New business impulses started to happen in the seventies. Then the laws and moral ideas of the people began to change. In the center of attention was no longer "marital hygiene" but desire and pleasure. In addition to condoms, lubricants and magazines, her stores have long sold erotic aids and toys, underwear and potency products.

Pornography was legalized in Germany in 1975, so Beate Uze included video content in her offer. For that business venture, she became the target of feminists who fiercely criticized Uze for selling films in which women are degraded to the level of sexual objects. Critics to this day remind us that it was not equality that mattered to her, but profit.

Beate Uze / Photo: DPA / AFP / Profimedia

Failure of the family business

Uze had two more sons from her second marriage with the merchant Ernst-Walter Rothermund. The sons joined the business. However, as the business flourished, her sons started big arguments. The company was divided in 1981, "Beate Uze" remained with her and her son Ulrich, and "Dostava Orion" then belonged to the other two sons.

Stagnation was not an option for the company, its new ideas were starting to become reality. In 1996, Beate Uze opened the Museum of Erotica in Berlin, and in 1999, two years before her death, her company went public.

The shares first started to grow astronomically, but then continued to fall. The company began to struggle with reduced turnover, and some branches began to close. Due to the excessive competition that appeared together with the emergence of the Internet, they began to be threatened with bankruptcy. Insolvency was declared for the first time two years ago, but the founder of the company did not experience it.

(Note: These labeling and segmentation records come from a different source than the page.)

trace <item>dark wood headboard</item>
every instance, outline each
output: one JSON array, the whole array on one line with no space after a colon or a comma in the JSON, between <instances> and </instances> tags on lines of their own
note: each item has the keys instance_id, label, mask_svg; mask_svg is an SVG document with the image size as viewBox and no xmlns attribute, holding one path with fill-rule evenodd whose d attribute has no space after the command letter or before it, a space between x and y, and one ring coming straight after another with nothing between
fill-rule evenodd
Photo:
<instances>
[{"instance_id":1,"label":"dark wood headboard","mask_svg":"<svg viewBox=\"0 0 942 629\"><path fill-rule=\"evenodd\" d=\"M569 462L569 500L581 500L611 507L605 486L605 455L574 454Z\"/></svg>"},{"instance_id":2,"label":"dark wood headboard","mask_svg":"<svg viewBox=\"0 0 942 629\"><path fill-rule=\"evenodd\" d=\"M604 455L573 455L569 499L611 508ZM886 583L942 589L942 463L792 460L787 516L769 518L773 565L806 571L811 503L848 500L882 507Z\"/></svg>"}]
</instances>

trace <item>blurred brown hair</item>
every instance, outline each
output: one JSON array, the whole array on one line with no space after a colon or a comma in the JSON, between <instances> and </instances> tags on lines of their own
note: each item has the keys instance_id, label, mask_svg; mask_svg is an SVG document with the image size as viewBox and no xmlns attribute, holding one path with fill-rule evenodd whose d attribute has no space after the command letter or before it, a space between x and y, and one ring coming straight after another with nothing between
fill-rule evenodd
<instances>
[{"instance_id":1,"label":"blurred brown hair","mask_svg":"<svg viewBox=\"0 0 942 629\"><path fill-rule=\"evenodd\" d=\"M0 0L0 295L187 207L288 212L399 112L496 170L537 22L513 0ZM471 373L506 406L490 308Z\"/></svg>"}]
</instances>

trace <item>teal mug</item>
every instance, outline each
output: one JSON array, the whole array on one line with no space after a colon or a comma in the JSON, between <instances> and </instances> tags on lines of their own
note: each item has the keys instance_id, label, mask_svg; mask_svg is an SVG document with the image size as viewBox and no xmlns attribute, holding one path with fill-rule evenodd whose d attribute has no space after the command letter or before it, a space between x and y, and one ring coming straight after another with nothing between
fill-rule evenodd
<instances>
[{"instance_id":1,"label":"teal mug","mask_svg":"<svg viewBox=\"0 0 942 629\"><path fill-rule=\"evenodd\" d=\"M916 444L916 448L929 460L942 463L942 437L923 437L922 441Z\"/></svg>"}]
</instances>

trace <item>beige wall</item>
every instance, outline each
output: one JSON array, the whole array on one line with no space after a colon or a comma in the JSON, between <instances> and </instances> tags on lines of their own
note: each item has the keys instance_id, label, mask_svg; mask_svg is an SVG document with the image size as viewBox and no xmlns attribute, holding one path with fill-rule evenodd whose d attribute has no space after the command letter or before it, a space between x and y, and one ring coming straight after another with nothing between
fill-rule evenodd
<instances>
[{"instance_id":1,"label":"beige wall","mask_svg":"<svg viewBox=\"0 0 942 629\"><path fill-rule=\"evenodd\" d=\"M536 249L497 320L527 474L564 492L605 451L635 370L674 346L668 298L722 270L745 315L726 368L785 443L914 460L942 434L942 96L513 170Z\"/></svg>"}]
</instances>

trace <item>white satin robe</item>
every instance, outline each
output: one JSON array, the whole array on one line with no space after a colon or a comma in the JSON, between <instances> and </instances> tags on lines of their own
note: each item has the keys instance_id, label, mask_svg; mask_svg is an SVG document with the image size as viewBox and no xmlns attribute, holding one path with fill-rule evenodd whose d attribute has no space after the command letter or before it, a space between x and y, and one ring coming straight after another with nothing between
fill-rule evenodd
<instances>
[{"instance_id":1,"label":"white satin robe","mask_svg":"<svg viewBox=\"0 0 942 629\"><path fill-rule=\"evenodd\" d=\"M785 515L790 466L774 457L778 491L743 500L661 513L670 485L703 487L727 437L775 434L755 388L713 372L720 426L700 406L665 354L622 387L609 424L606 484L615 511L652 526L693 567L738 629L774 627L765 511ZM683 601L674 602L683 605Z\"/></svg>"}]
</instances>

They say that Beate Uze suffered a lot because of the quarrels between her sons and the division of the company. And her second husband seems not to have been for her. He quickly withdrew from the job and turned to other women. After 20 years of marriage, Beate Uze divorced and then found a new love, an American who was 25 years younger than her.

Beate Uze / STEFAN HESSE / AFP / Profimedia

Recognition of her pioneering role in the liberation of sexuality

Towards the end of her life, the business was already unstable, but she began to receive social recognition for her pioneering role in the liberation of sexuality. She was rejected for a long time in her hometown of Flensburg, so for her eightieth birthday she was finally entered in the city's golden book. However, she did not become an honorary citizen.

Ten years earlier, in 1989, she received the Federal Cross of Merit. She asserted herself in "men's fields" by working as a pilot and businesswoman. Undoubtedly, it is to her credit that some topics that were taboo became part of public life. She did not back down in the face of threats or lawsuits or attempts to marginalize her.

Kathryn Renicke, the author who wrote her biography, told Deutschlandfunk that Beata Uze was not particularly interested in the emancipation of women. According to Ms. Renicke, she is an early example of an "influencer," a person who sells her products by marketing her own personality. Beate Uze died in 2001 at the age of eighty-one from pneumonia.